Further, in each of the above embodiments, the heater container is provided with a heat conduction reducing portion consisting of a through hole, a notch, a recessed hole, a cutout groove, etc. It may be provided on both sides of the body.

The support is usually made of molybdenum, which has relatively good thermal conductivity.
It is made of tantalum, etc., but even if it is made of a material with low thermal conductivity such as stainless steel, it will be even better. A heat conduction reducing part is provided at the joint between the and the support,
[-Since the structure is configured so that heat loss escaping from the container through the support is reduced, an impregnated cathode structure that operates stably with low power can be obtained.

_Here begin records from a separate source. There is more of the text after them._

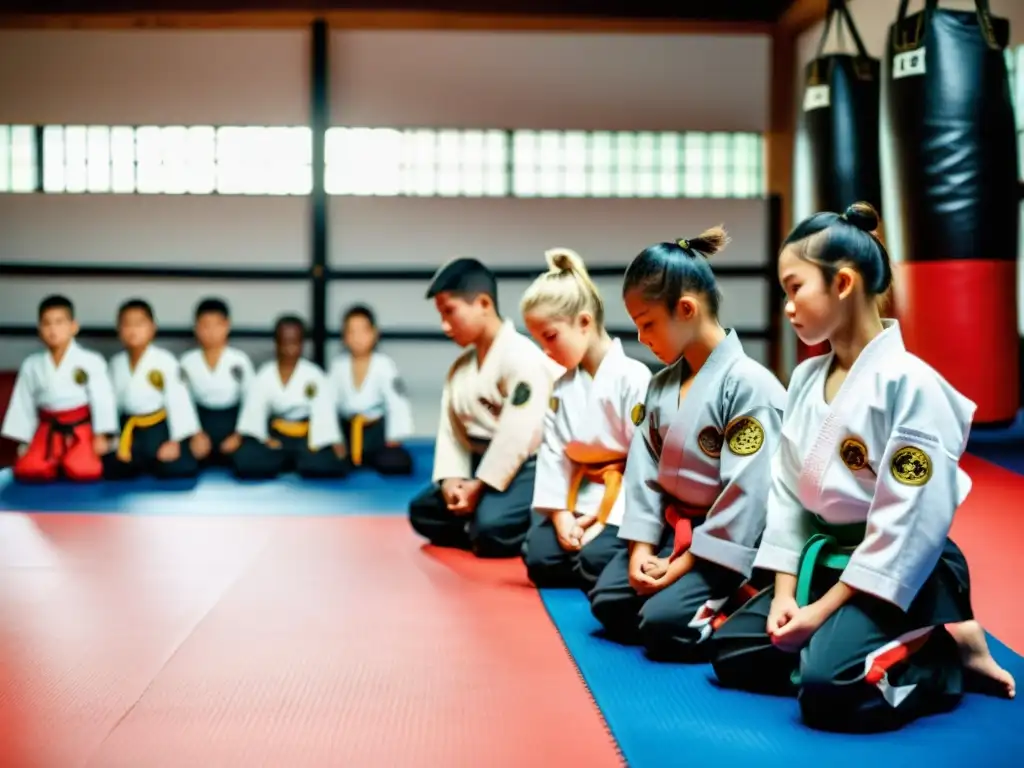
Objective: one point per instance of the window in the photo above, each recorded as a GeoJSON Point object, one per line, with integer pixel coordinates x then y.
{"type": "Point", "coordinates": [625, 164]}
{"type": "Point", "coordinates": [416, 162]}
{"type": "Point", "coordinates": [366, 162]}
{"type": "Point", "coordinates": [177, 160]}
{"type": "Point", "coordinates": [17, 159]}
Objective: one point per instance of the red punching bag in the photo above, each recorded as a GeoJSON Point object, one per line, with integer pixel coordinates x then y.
{"type": "Point", "coordinates": [840, 116]}
{"type": "Point", "coordinates": [949, 120]}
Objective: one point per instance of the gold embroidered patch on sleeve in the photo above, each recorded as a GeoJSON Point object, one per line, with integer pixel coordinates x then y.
{"type": "Point", "coordinates": [744, 435]}
{"type": "Point", "coordinates": [711, 440]}
{"type": "Point", "coordinates": [911, 466]}
{"type": "Point", "coordinates": [853, 452]}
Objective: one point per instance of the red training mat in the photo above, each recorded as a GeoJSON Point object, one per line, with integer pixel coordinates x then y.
{"type": "Point", "coordinates": [161, 641]}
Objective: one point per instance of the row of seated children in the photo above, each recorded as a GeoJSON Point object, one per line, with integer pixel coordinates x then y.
{"type": "Point", "coordinates": [798, 541]}
{"type": "Point", "coordinates": [75, 416]}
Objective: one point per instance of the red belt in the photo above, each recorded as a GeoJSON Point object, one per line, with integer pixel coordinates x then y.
{"type": "Point", "coordinates": [62, 425]}
{"type": "Point", "coordinates": [681, 516]}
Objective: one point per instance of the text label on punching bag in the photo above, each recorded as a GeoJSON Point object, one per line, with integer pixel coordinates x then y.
{"type": "Point", "coordinates": [816, 97]}
{"type": "Point", "coordinates": [909, 64]}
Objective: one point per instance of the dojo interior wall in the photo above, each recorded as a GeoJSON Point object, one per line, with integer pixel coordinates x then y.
{"type": "Point", "coordinates": [378, 79]}
{"type": "Point", "coordinates": [873, 18]}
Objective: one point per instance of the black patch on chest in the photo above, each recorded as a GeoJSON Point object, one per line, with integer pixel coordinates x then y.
{"type": "Point", "coordinates": [520, 395]}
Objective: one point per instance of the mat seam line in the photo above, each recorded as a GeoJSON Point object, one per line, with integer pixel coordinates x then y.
{"type": "Point", "coordinates": [590, 693]}
{"type": "Point", "coordinates": [170, 657]}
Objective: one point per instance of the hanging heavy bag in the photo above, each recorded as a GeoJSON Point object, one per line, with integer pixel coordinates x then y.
{"type": "Point", "coordinates": [841, 121]}
{"type": "Point", "coordinates": [948, 123]}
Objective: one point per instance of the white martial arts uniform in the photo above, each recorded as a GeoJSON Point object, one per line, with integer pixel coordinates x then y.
{"type": "Point", "coordinates": [156, 385]}
{"type": "Point", "coordinates": [709, 457]}
{"type": "Point", "coordinates": [222, 386]}
{"type": "Point", "coordinates": [492, 424]}
{"type": "Point", "coordinates": [497, 409]}
{"type": "Point", "coordinates": [306, 397]}
{"type": "Point", "coordinates": [80, 380]}
{"type": "Point", "coordinates": [381, 395]}
{"type": "Point", "coordinates": [593, 416]}
{"type": "Point", "coordinates": [701, 466]}
{"type": "Point", "coordinates": [864, 491]}
{"type": "Point", "coordinates": [884, 453]}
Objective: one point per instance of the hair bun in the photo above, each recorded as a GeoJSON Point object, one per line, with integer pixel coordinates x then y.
{"type": "Point", "coordinates": [563, 260]}
{"type": "Point", "coordinates": [863, 216]}
{"type": "Point", "coordinates": [711, 242]}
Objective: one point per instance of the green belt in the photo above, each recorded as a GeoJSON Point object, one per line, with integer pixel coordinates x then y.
{"type": "Point", "coordinates": [830, 548]}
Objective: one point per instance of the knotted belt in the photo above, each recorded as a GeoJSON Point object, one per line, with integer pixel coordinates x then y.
{"type": "Point", "coordinates": [595, 464]}
{"type": "Point", "coordinates": [143, 421]}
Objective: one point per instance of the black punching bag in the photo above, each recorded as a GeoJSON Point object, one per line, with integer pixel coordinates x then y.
{"type": "Point", "coordinates": [948, 121]}
{"type": "Point", "coordinates": [841, 122]}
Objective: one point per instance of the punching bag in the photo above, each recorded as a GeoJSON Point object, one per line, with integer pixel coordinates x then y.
{"type": "Point", "coordinates": [948, 121]}
{"type": "Point", "coordinates": [841, 122]}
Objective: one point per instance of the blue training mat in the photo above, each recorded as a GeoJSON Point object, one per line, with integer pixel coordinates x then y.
{"type": "Point", "coordinates": [215, 492]}
{"type": "Point", "coordinates": [674, 715]}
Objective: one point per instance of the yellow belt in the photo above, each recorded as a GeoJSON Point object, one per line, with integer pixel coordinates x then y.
{"type": "Point", "coordinates": [595, 465]}
{"type": "Point", "coordinates": [137, 422]}
{"type": "Point", "coordinates": [359, 423]}
{"type": "Point", "coordinates": [291, 428]}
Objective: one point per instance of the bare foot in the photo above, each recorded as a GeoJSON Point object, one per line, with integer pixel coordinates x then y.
{"type": "Point", "coordinates": [976, 657]}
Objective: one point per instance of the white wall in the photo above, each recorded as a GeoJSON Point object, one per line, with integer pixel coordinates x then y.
{"type": "Point", "coordinates": [873, 18]}
{"type": "Point", "coordinates": [378, 79]}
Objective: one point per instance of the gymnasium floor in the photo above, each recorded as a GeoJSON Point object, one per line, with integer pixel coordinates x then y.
{"type": "Point", "coordinates": [286, 624]}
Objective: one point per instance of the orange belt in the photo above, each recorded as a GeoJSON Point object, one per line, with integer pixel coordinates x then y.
{"type": "Point", "coordinates": [595, 465]}
{"type": "Point", "coordinates": [359, 423]}
{"type": "Point", "coordinates": [680, 516]}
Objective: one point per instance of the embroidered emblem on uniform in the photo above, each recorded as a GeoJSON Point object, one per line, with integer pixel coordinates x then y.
{"type": "Point", "coordinates": [495, 409]}
{"type": "Point", "coordinates": [711, 440]}
{"type": "Point", "coordinates": [744, 435]}
{"type": "Point", "coordinates": [637, 414]}
{"type": "Point", "coordinates": [911, 466]}
{"type": "Point", "coordinates": [854, 454]}
{"type": "Point", "coordinates": [521, 394]}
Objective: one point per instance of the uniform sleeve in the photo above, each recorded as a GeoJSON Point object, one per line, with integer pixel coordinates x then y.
{"type": "Point", "coordinates": [248, 376]}
{"type": "Point", "coordinates": [255, 412]}
{"type": "Point", "coordinates": [334, 381]}
{"type": "Point", "coordinates": [736, 519]}
{"type": "Point", "coordinates": [452, 460]}
{"type": "Point", "coordinates": [520, 426]}
{"type": "Point", "coordinates": [643, 519]}
{"type": "Point", "coordinates": [22, 420]}
{"type": "Point", "coordinates": [182, 421]}
{"type": "Point", "coordinates": [915, 496]}
{"type": "Point", "coordinates": [551, 485]}
{"type": "Point", "coordinates": [324, 428]}
{"type": "Point", "coordinates": [102, 403]}
{"type": "Point", "coordinates": [398, 419]}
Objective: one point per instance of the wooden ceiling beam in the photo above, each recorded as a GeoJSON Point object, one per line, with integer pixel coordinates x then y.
{"type": "Point", "coordinates": [364, 19]}
{"type": "Point", "coordinates": [802, 14]}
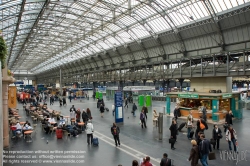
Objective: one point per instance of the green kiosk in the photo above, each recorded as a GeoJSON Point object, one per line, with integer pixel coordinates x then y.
{"type": "Point", "coordinates": [217, 104]}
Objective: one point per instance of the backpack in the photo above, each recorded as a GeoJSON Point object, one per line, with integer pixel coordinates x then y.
{"type": "Point", "coordinates": [202, 126]}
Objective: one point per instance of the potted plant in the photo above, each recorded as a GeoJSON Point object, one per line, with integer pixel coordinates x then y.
{"type": "Point", "coordinates": [3, 51]}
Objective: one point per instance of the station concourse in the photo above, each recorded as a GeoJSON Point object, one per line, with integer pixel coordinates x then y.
{"type": "Point", "coordinates": [136, 142]}
{"type": "Point", "coordinates": [195, 46]}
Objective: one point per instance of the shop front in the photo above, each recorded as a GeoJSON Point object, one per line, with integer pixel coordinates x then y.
{"type": "Point", "coordinates": [216, 104]}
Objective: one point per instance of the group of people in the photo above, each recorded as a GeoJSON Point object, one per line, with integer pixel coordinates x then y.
{"type": "Point", "coordinates": [17, 128]}
{"type": "Point", "coordinates": [200, 145]}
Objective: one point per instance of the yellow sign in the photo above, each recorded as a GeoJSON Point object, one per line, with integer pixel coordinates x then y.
{"type": "Point", "coordinates": [12, 97]}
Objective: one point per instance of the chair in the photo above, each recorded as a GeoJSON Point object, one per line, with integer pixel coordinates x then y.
{"type": "Point", "coordinates": [34, 127]}
{"type": "Point", "coordinates": [52, 129]}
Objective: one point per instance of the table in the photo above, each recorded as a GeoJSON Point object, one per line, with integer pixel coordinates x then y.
{"type": "Point", "coordinates": [67, 117]}
{"type": "Point", "coordinates": [81, 124]}
{"type": "Point", "coordinates": [28, 133]}
{"type": "Point", "coordinates": [21, 123]}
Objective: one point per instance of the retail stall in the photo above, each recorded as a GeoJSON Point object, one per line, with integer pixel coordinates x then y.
{"type": "Point", "coordinates": [135, 91]}
{"type": "Point", "coordinates": [110, 92]}
{"type": "Point", "coordinates": [217, 104]}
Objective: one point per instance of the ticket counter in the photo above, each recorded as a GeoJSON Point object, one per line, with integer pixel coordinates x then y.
{"type": "Point", "coordinates": [217, 104]}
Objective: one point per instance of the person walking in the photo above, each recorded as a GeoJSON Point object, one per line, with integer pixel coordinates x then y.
{"type": "Point", "coordinates": [165, 161]}
{"type": "Point", "coordinates": [89, 131]}
{"type": "Point", "coordinates": [113, 109]}
{"type": "Point", "coordinates": [102, 110]}
{"type": "Point", "coordinates": [231, 137]}
{"type": "Point", "coordinates": [142, 118]}
{"type": "Point", "coordinates": [145, 111]}
{"type": "Point", "coordinates": [228, 120]}
{"type": "Point", "coordinates": [216, 136]}
{"type": "Point", "coordinates": [134, 108]}
{"type": "Point", "coordinates": [173, 131]}
{"type": "Point", "coordinates": [72, 109]}
{"type": "Point", "coordinates": [115, 130]}
{"type": "Point", "coordinates": [204, 149]}
{"type": "Point", "coordinates": [201, 126]}
{"type": "Point", "coordinates": [89, 113]}
{"type": "Point", "coordinates": [135, 163]}
{"type": "Point", "coordinates": [126, 103]}
{"type": "Point", "coordinates": [176, 112]}
{"type": "Point", "coordinates": [189, 128]}
{"type": "Point", "coordinates": [204, 113]}
{"type": "Point", "coordinates": [194, 154]}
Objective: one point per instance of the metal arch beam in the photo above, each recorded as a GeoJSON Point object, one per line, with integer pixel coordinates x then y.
{"type": "Point", "coordinates": [109, 58]}
{"type": "Point", "coordinates": [175, 29]}
{"type": "Point", "coordinates": [46, 3]}
{"type": "Point", "coordinates": [17, 26]}
{"type": "Point", "coordinates": [218, 27]}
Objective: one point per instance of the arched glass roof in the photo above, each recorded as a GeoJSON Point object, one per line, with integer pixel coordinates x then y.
{"type": "Point", "coordinates": [43, 34]}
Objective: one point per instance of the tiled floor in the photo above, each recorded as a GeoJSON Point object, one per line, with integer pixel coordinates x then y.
{"type": "Point", "coordinates": [135, 142]}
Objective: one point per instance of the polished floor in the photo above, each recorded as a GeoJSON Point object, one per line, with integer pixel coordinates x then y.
{"type": "Point", "coordinates": [135, 141]}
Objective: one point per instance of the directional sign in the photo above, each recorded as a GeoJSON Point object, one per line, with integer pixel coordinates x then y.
{"type": "Point", "coordinates": [118, 99]}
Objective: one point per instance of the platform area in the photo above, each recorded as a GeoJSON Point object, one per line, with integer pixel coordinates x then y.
{"type": "Point", "coordinates": [47, 150]}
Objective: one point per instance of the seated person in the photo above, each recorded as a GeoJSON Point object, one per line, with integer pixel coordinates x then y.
{"type": "Point", "coordinates": [47, 126]}
{"type": "Point", "coordinates": [62, 120]}
{"type": "Point", "coordinates": [16, 128]}
{"type": "Point", "coordinates": [53, 121]}
{"type": "Point", "coordinates": [27, 127]}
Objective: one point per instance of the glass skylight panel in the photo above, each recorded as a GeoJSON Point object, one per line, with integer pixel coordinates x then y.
{"type": "Point", "coordinates": [9, 4]}
{"type": "Point", "coordinates": [127, 20]}
{"type": "Point", "coordinates": [143, 12]}
{"type": "Point", "coordinates": [140, 31]}
{"type": "Point", "coordinates": [158, 24]}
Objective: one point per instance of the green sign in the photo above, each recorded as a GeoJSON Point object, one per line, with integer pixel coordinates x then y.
{"type": "Point", "coordinates": [190, 96]}
{"type": "Point", "coordinates": [227, 96]}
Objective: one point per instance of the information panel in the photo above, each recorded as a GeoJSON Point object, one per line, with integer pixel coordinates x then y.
{"type": "Point", "coordinates": [118, 107]}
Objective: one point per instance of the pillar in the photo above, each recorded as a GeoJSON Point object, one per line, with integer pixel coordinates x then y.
{"type": "Point", "coordinates": [121, 85]}
{"type": "Point", "coordinates": [168, 104]}
{"type": "Point", "coordinates": [60, 81]}
{"type": "Point", "coordinates": [6, 80]}
{"type": "Point", "coordinates": [229, 84]}
{"type": "Point", "coordinates": [154, 82]}
{"type": "Point", "coordinates": [181, 82]}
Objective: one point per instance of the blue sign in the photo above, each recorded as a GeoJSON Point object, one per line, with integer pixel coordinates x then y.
{"type": "Point", "coordinates": [118, 107]}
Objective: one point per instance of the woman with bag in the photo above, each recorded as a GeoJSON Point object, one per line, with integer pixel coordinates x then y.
{"type": "Point", "coordinates": [194, 154]}
{"type": "Point", "coordinates": [216, 136]}
{"type": "Point", "coordinates": [173, 130]}
{"type": "Point", "coordinates": [189, 128]}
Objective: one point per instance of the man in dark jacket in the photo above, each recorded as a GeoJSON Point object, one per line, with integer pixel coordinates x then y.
{"type": "Point", "coordinates": [115, 130]}
{"type": "Point", "coordinates": [199, 126]}
{"type": "Point", "coordinates": [165, 161]}
{"type": "Point", "coordinates": [72, 109]}
{"type": "Point", "coordinates": [204, 149]}
{"type": "Point", "coordinates": [85, 118]}
{"type": "Point", "coordinates": [173, 131]}
{"type": "Point", "coordinates": [228, 120]}
{"type": "Point", "coordinates": [134, 109]}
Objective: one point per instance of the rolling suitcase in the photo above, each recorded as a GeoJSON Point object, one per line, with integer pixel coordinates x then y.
{"type": "Point", "coordinates": [191, 134]}
{"type": "Point", "coordinates": [95, 142]}
{"type": "Point", "coordinates": [59, 133]}
{"type": "Point", "coordinates": [181, 126]}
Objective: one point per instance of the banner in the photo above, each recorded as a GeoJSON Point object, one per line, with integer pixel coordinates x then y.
{"type": "Point", "coordinates": [12, 97]}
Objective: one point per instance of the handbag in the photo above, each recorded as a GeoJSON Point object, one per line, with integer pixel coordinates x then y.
{"type": "Point", "coordinates": [212, 141]}
{"type": "Point", "coordinates": [211, 156]}
{"type": "Point", "coordinates": [220, 136]}
{"type": "Point", "coordinates": [171, 140]}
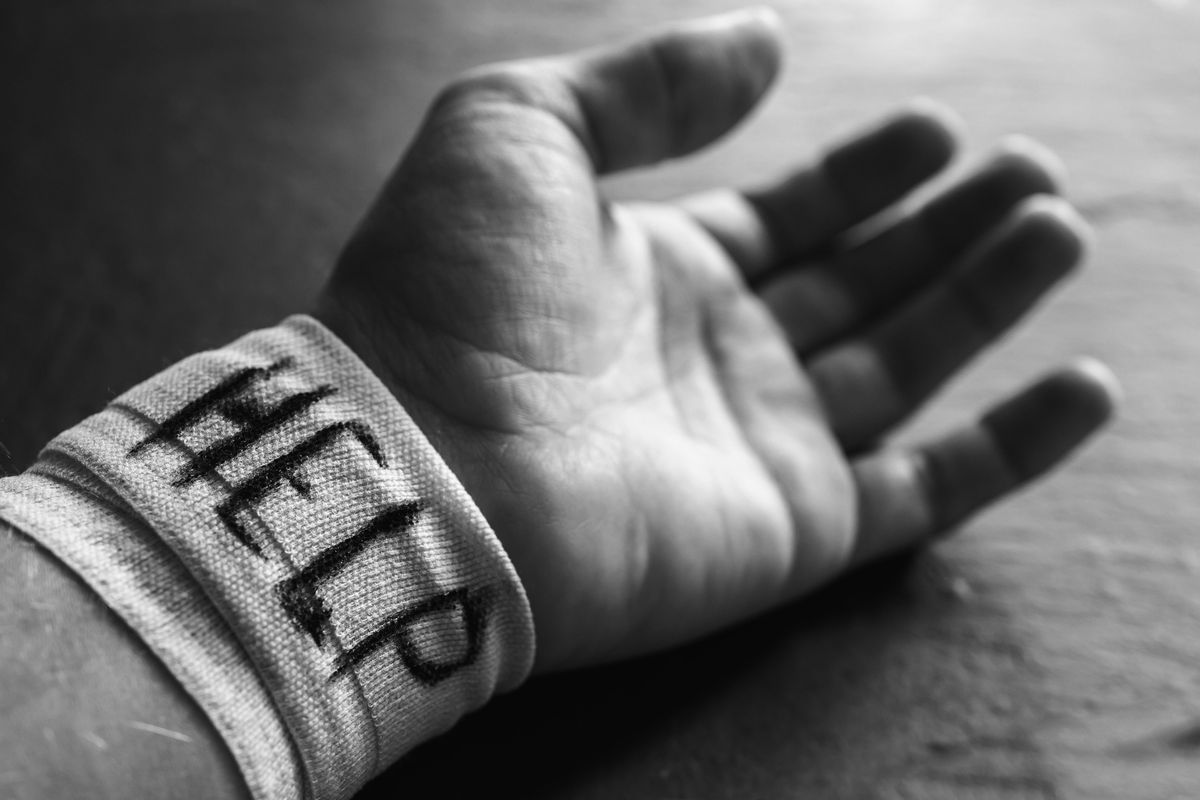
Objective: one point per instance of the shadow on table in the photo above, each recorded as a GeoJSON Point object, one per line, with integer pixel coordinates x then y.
{"type": "Point", "coordinates": [795, 701]}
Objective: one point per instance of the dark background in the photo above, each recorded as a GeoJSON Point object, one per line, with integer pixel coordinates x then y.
{"type": "Point", "coordinates": [177, 172]}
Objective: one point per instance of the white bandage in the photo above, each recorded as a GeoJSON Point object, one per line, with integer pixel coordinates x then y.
{"type": "Point", "coordinates": [282, 535]}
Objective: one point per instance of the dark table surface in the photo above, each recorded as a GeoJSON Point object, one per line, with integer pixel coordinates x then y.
{"type": "Point", "coordinates": [177, 172]}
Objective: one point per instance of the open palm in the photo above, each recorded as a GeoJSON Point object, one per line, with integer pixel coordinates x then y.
{"type": "Point", "coordinates": [671, 413]}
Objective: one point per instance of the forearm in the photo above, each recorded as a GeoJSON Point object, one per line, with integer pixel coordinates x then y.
{"type": "Point", "coordinates": [279, 534]}
{"type": "Point", "coordinates": [88, 710]}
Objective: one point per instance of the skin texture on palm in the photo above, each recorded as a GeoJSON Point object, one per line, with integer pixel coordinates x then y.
{"type": "Point", "coordinates": [670, 413]}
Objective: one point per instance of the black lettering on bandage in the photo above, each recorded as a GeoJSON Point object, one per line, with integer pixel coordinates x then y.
{"type": "Point", "coordinates": [256, 422]}
{"type": "Point", "coordinates": [213, 401]}
{"type": "Point", "coordinates": [283, 469]}
{"type": "Point", "coordinates": [472, 608]}
{"type": "Point", "coordinates": [298, 594]}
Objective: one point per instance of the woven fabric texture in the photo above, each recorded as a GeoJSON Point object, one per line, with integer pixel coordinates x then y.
{"type": "Point", "coordinates": [282, 535]}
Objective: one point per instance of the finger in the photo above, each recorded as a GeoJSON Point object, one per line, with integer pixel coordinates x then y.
{"type": "Point", "coordinates": [871, 383]}
{"type": "Point", "coordinates": [671, 94]}
{"type": "Point", "coordinates": [907, 495]}
{"type": "Point", "coordinates": [855, 180]}
{"type": "Point", "coordinates": [825, 302]}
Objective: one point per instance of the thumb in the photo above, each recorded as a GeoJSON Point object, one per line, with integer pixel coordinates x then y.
{"type": "Point", "coordinates": [672, 92]}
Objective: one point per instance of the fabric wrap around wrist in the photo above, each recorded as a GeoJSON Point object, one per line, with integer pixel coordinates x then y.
{"type": "Point", "coordinates": [281, 534]}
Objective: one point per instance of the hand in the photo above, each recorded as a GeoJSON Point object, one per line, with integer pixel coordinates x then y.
{"type": "Point", "coordinates": [671, 413]}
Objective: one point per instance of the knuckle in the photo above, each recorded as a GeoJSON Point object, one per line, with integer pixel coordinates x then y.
{"type": "Point", "coordinates": [517, 83]}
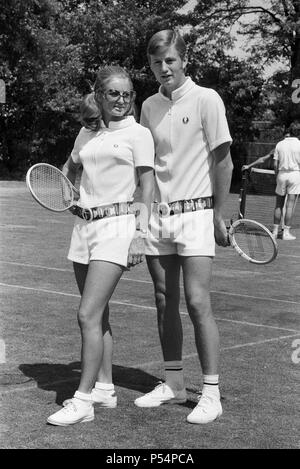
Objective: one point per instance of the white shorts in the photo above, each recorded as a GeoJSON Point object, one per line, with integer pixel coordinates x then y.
{"type": "Point", "coordinates": [185, 234]}
{"type": "Point", "coordinates": [288, 182]}
{"type": "Point", "coordinates": [107, 239]}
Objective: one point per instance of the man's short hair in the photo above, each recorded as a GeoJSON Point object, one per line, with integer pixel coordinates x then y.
{"type": "Point", "coordinates": [166, 38]}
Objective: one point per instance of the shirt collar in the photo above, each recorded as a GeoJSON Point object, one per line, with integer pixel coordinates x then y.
{"type": "Point", "coordinates": [122, 124]}
{"type": "Point", "coordinates": [179, 92]}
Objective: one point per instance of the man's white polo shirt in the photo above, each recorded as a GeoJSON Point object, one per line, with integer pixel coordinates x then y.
{"type": "Point", "coordinates": [110, 158]}
{"type": "Point", "coordinates": [185, 129]}
{"type": "Point", "coordinates": [287, 152]}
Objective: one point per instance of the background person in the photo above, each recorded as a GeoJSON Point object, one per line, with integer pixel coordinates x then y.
{"type": "Point", "coordinates": [286, 163]}
{"type": "Point", "coordinates": [193, 171]}
{"type": "Point", "coordinates": [115, 153]}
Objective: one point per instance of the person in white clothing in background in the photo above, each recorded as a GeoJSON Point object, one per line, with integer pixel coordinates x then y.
{"type": "Point", "coordinates": [287, 169]}
{"type": "Point", "coordinates": [115, 153]}
{"type": "Point", "coordinates": [193, 171]}
{"type": "Point", "coordinates": [286, 163]}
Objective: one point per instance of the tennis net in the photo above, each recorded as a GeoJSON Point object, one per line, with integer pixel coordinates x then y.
{"type": "Point", "coordinates": [259, 197]}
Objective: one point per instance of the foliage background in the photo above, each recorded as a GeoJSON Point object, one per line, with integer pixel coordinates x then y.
{"type": "Point", "coordinates": [50, 51]}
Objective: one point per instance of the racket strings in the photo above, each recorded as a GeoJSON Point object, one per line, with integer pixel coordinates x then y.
{"type": "Point", "coordinates": [51, 188]}
{"type": "Point", "coordinates": [255, 242]}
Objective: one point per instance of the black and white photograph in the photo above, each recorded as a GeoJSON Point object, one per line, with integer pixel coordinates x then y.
{"type": "Point", "coordinates": [150, 227]}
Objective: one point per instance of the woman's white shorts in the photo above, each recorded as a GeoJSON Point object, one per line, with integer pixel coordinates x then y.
{"type": "Point", "coordinates": [107, 239]}
{"type": "Point", "coordinates": [288, 182]}
{"type": "Point", "coordinates": [185, 234]}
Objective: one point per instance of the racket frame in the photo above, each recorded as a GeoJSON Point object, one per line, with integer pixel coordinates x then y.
{"type": "Point", "coordinates": [68, 182]}
{"type": "Point", "coordinates": [235, 246]}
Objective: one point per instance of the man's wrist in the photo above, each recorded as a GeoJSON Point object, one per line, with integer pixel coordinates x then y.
{"type": "Point", "coordinates": [142, 232]}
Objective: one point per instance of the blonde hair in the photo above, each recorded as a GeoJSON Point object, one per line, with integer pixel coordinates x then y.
{"type": "Point", "coordinates": [90, 114]}
{"type": "Point", "coordinates": [104, 74]}
{"type": "Point", "coordinates": [166, 38]}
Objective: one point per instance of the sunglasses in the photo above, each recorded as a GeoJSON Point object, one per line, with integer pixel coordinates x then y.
{"type": "Point", "coordinates": [114, 95]}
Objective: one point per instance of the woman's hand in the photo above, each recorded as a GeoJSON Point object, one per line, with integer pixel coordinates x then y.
{"type": "Point", "coordinates": [136, 251]}
{"type": "Point", "coordinates": [221, 235]}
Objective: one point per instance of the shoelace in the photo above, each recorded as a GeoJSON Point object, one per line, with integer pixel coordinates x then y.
{"type": "Point", "coordinates": [70, 407]}
{"type": "Point", "coordinates": [160, 385]}
{"type": "Point", "coordinates": [204, 402]}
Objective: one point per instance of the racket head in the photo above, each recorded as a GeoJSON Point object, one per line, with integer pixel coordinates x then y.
{"type": "Point", "coordinates": [50, 187]}
{"type": "Point", "coordinates": [253, 241]}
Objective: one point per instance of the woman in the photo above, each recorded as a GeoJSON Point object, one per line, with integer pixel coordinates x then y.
{"type": "Point", "coordinates": [116, 153]}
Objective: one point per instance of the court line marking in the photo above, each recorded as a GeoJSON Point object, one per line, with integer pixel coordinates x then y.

[Brief explanation of drawings]

FIG. 1 is a partially cross-sectional front view of an impregnated cathode structure according to an embodiment of the present invention, and FIG. Graphs shown for comparison, FIGS. 3 to 5 are front views showing main parts of other embodiments of the present invention in two-part cross section, and FIG. 6 is a sectional view of a conventional impregnated cathode structure. be. (1) ...electron emission surface (2) ...cathode base (7) ...heater (8) ...embedding agent (10) ...heater part (11) ...support 1l −

Claims (8)

[Claims] (1) A cathode substrate in which the pores of a high-melting point porous metal substrate are impregnated with an electron-emitting substance and one end surface serves as an electron-emitting surface, and one end is attached to the other end of this cathode substrate and the other end is open. A cylindrical heater container, a heater inserted into the heater container, and a heater container filled with the heater container so as to form an unfilled portion of a certain depth from the open end of the heater container, and the heater buried therein. and a cathode support joined to a side surface of the opening end of the heater container, and a heat conduction reducing portion is provided at the joint between the heater container and the cathode support. An impregnated cathode structure characterized by: (2) The impregnated cathode assembly according to claim 1, wherein the heat conduction reducing portion is provided in the heater container. (3) The impregnated cathode assembly according to claim 2, wherein the heat conduction reducing portion is in contact with an exposed surface of the embedding agent formed at a certain depth from the open end of the heater container. (4) The impregnated cathode assembly according to claim 1, wherein the heat conduction reducing portion is provided on the cathode support. (5) The impregnated cathode assembly according to claim 1, wherein the heat conduction reducing portion is provided on both the heater container and the cathode support. (6) The impregnated cathode assembly according to claim 1, wherein the heat conduction reducing portion has a through hole. (7) The impregnated cathode assembly according to claim 1, wherein the heat conduction reducing portion has a notch. (8) The impregnated cathode assembly according to claim 1, wherein the heat conduction reducing portion has a thin wall portion.